Time-series forecasting is a distinct problem type. Target over time, ordered history, seasonality, exogenous features. Don’t solve it with cross-sectional regression; Canvas’s time-series mode is the correct tool.
The global-model approach pools across items. 400 SKUs × 78 weeks is better trained as one model over 400 series than as 400 separate models. Short-history items benefit from patterns learned on richer series.
Classify exogenous features correctly. Known-in-advance (promo calendar, calendar features) go into future predictions directly. Historical-only (weather, price) inform via lag correlations but aren’t known for future weeks. Misclassifying leaks future information and produces optimistic backtests.
Data preparation is where business judgement lives. Canvas doesn’t know what a stock-out week means. Filtering or adjusting target values is a modelling choice; document it.
Backtest metrics plus per-item plots plus feature importance is the review triangle. Don’t trust one metric alone; eyeball a sample of forecasts, confirm the drivers look sensible, and compare to a naive baseline before trusting the model.
Quantile forecasts give finance downside and upside. P10/P50/P90 is more honest than a single point estimate. Narrow quantile spread means confidence; wide means the model doesn’t know, and saying so is better than faking precision.
Model Registry + EventBridge + batch transform is the quarterly-cadence plumbing. Canvas builds the model; an engineering partner wires the schedule. One Canvas build can serve several quarters before retraining is warranted.
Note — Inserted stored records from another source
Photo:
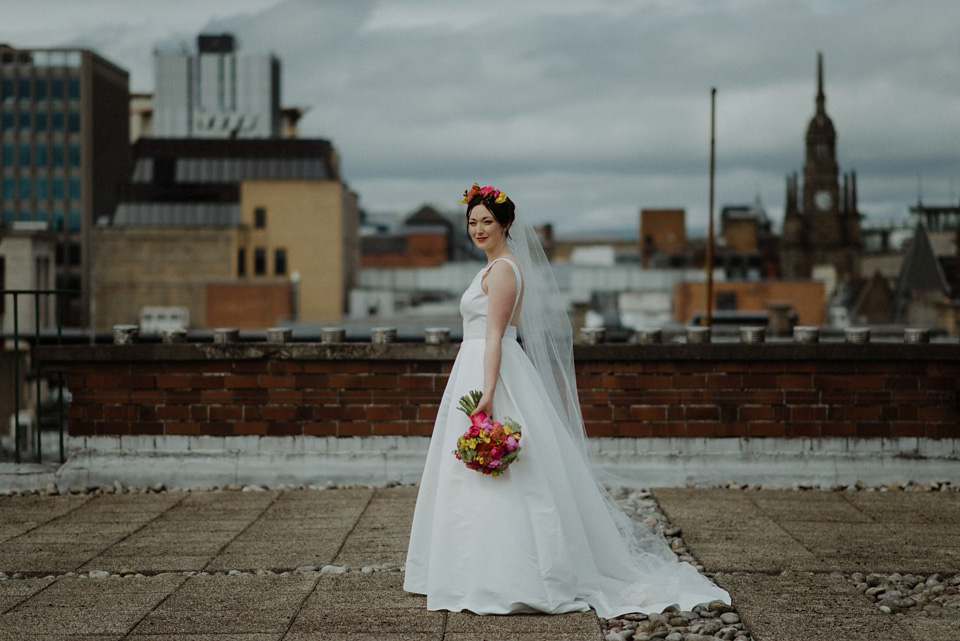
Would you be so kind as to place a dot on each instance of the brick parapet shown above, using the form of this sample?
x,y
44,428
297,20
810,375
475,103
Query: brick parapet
x,y
362,389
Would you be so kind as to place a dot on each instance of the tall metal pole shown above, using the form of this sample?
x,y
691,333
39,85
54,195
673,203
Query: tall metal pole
x,y
708,296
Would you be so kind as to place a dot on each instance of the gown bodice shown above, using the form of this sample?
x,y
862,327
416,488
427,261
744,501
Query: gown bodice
x,y
473,305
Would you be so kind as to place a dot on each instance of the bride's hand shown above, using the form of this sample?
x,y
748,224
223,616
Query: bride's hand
x,y
485,405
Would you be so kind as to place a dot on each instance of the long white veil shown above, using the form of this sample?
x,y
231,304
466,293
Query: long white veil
x,y
547,337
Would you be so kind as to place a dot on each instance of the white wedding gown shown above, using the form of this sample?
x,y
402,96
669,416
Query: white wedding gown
x,y
538,538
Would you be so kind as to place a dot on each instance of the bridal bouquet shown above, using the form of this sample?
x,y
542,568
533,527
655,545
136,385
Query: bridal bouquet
x,y
488,446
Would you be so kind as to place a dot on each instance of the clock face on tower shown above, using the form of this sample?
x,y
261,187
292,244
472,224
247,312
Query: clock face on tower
x,y
822,200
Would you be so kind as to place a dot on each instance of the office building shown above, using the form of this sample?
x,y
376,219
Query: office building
x,y
64,148
217,92
241,233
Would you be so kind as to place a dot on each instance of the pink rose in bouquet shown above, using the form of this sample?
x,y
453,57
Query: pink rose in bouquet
x,y
487,446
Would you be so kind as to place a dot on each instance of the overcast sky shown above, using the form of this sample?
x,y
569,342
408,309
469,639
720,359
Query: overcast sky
x,y
582,111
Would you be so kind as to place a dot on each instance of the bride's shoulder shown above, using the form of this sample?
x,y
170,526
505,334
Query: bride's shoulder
x,y
502,270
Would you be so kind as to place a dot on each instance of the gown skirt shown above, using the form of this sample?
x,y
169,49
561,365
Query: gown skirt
x,y
539,537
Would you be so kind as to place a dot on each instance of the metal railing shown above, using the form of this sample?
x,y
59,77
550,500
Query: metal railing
x,y
35,364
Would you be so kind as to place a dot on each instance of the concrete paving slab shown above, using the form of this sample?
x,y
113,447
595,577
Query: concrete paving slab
x,y
66,588
22,636
836,510
769,551
358,551
799,607
517,636
41,563
583,624
930,628
232,622
272,562
204,637
68,621
359,636
24,587
369,619
148,564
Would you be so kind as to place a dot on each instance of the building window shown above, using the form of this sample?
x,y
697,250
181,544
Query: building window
x,y
259,261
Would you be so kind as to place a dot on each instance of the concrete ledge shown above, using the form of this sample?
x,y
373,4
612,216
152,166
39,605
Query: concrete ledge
x,y
26,476
769,351
207,461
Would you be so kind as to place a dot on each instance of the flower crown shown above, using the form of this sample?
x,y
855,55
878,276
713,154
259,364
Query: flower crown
x,y
486,193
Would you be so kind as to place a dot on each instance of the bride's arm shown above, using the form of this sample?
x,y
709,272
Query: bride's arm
x,y
501,287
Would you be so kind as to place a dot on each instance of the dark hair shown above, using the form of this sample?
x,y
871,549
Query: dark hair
x,y
503,213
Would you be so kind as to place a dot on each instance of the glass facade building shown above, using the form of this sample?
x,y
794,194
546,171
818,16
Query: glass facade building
x,y
64,149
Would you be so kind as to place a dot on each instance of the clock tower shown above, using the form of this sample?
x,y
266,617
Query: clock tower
x,y
823,229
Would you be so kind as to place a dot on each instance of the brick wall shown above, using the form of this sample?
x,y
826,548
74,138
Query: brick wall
x,y
718,390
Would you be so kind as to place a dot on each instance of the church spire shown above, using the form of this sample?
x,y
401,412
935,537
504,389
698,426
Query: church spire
x,y
820,97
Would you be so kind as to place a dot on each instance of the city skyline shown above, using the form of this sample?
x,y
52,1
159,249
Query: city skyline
x,y
583,113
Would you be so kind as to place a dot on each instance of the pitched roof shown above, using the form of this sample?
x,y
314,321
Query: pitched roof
x,y
921,270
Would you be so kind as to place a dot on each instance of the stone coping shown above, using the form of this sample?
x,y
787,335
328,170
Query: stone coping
x,y
772,351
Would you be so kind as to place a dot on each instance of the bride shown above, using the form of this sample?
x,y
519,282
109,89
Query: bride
x,y
545,536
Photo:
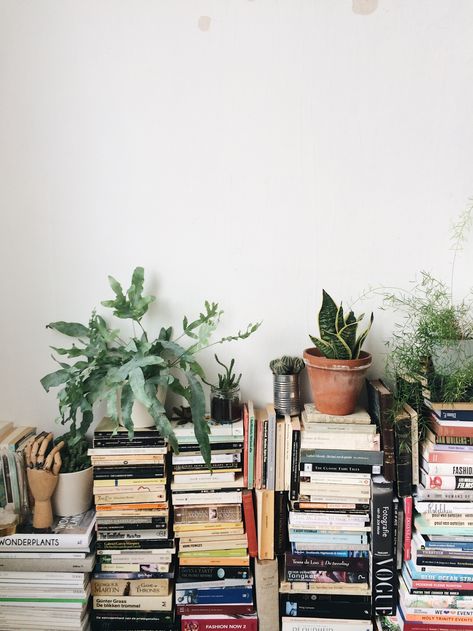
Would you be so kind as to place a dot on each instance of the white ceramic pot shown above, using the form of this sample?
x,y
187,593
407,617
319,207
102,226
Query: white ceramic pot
x,y
73,494
139,414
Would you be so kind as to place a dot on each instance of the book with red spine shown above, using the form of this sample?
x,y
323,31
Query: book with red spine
x,y
250,523
407,527
222,622
448,457
451,428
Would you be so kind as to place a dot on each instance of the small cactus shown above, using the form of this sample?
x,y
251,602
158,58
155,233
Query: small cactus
x,y
287,365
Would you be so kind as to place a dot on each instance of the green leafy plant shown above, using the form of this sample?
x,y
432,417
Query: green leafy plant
x,y
106,367
338,331
287,365
228,380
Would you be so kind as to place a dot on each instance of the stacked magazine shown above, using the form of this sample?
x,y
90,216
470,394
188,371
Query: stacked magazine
x,y
131,584
214,582
44,578
436,585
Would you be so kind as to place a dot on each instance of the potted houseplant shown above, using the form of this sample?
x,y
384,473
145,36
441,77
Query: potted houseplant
x,y
286,372
106,367
337,365
225,404
73,493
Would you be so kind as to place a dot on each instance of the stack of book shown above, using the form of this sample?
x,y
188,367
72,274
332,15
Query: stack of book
x,y
326,571
214,585
436,585
44,578
131,582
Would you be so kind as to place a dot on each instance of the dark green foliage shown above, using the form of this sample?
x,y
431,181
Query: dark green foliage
x,y
338,339
287,365
105,367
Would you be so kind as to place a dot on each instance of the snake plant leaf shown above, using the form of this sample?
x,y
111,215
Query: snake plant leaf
x,y
327,316
55,379
340,320
161,421
324,347
201,426
342,350
72,329
361,339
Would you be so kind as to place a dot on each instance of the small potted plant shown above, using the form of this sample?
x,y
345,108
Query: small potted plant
x,y
225,396
73,494
133,373
337,365
286,372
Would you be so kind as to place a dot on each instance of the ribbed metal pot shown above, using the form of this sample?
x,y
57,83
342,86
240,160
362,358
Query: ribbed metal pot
x,y
286,394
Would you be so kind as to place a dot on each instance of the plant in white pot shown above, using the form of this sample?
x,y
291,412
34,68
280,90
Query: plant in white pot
x,y
133,372
337,365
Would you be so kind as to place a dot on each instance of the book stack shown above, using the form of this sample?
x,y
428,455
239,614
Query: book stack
x,y
131,582
13,491
436,585
326,571
44,578
214,585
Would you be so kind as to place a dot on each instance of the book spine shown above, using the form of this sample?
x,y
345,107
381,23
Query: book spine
x,y
407,527
195,610
251,447
403,442
342,456
271,469
143,587
222,624
245,445
264,469
146,603
280,522
295,463
250,523
384,575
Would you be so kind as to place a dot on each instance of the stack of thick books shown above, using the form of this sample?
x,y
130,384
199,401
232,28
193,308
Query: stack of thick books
x,y
44,578
326,571
131,583
436,586
214,586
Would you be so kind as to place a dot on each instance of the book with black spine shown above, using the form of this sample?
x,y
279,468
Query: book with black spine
x,y
384,563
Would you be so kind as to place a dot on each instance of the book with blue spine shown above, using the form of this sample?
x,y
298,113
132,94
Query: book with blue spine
x,y
421,573
213,596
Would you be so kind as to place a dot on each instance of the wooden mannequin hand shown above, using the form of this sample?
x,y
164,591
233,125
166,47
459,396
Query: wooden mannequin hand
x,y
42,473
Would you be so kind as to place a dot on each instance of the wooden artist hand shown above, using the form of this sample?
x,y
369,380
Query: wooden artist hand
x,y
42,472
A category manager with a spreadsheet-level skill set and two weeks can produce a defensible 13-week forecast for 400 SKUs, with quantile uncertainty and feature-attribution explanations, using Canvas. The ML team stays free for the harder problems. What Canvas gives up – the last few percentage points of accuracy a hand-tuned model might squeeze – is usually worth trading for the months of analyst time it returns.